What Is the Impact of Bioidentical Hormones on Hair Loss?

Updated: Jul 10, 2020

Hair loss is a known side effect of menopause, and many women find it to be one of the most frustrating and annoying. Women grow used to having thick hair, and when it begins thinning or falling out altogether it can be tough to cope with. Many women search high and low for products and treatments that will keep their hair loss to a minimum. One treatment menopausal women turn to is bioidentical hormone therapy. But what is bioidentical hormone therapy, and how does it help fight hair loss? Continue reading to find out what bioidentical hormones could do for you, how they combat hair loss and most importantly, whether they are safe.

What Is Bioidentical Hormone Therapy?

Bioidentical hormone replacement therapy is considered a form of alternative medicine

Bioidentical hormone replacement therapy (BHRT) is a term used to describe the use of hormones that, on a molecular level, are identical to endogenous hormones.

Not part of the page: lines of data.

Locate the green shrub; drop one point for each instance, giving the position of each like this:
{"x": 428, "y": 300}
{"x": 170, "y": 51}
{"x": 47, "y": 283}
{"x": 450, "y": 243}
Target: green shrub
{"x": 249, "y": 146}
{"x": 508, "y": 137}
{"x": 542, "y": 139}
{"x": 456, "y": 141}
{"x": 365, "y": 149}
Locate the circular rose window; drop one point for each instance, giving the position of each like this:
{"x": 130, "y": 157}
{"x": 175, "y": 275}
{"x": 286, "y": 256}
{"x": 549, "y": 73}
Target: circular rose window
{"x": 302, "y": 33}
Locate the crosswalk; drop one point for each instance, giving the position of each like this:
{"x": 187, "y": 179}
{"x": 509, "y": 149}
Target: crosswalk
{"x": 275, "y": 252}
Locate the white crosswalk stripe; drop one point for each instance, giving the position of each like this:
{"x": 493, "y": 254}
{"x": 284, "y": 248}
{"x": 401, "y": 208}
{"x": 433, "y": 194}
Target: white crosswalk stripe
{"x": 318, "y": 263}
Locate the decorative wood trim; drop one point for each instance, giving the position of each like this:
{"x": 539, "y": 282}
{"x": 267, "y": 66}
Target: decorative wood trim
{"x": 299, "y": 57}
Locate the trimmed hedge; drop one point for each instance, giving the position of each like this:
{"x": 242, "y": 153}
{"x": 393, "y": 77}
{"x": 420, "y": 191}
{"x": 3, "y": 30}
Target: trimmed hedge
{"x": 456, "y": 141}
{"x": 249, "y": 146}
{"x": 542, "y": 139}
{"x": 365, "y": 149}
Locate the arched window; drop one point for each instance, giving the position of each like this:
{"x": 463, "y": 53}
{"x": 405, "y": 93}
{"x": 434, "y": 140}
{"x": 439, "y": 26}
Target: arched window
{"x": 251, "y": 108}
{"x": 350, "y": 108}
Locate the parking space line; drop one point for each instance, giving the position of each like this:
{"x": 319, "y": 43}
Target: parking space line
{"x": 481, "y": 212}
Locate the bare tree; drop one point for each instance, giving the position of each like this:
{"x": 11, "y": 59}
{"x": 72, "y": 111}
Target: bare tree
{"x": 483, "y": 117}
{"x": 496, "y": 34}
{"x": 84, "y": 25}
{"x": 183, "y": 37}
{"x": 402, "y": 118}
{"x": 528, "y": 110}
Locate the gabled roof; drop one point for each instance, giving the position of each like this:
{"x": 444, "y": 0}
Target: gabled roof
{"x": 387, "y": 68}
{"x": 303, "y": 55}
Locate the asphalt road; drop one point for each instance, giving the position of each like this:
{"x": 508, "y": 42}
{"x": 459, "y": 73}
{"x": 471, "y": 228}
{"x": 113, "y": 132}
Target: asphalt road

The specific hormones that are used in bioidentical hormone therapy vary, but can include estrone, estradiol, progesterone, testosterone, dehydroepiandrosterone (DHEA), and estriol.

BHRT is almost solely practiced in the U.S. and is considered a form of alternative medicine. Not only are bioidentical hormones promoted to fight menopausal symptoms, but also as a treatment that can reduce the risk of osteoporosis.

Bioidentical Hormones and Hair Loss

Some researchers believe that bioidentical hormones do fight the symptoms of menopause, hair loss included. Bioidentical hormones have the exact molecular structure of the hormones that a woman's body produces naturally. In other words, these hormones are no different from the hormones that women's bodies produce from about age 12 through 51. Bioidentical hormones are just as effective in eliminating symptoms of menopause as synthetic hormones at balancing the fluctuating hormones that cause hair loss and other menopausal symptoms.

Are Bioidentical Hormones Safe?

Use bioidentical hormone therapy in order to prevent hair loss

Many doctors and researchers agree that bioidentical hormones, when used in smaller doses, carry little substantial risk. The risks also depend on how, and with what, the hormones are made. But some of the side effects of bioidentical hormone therapy include increased risks of cancer, stroke, and heart attack. If you are considering using bioidentical hormone therapy as a treatment for your menopause symptoms, such as hair loss, you must first consult with your doctor to establish if it is the right move for you.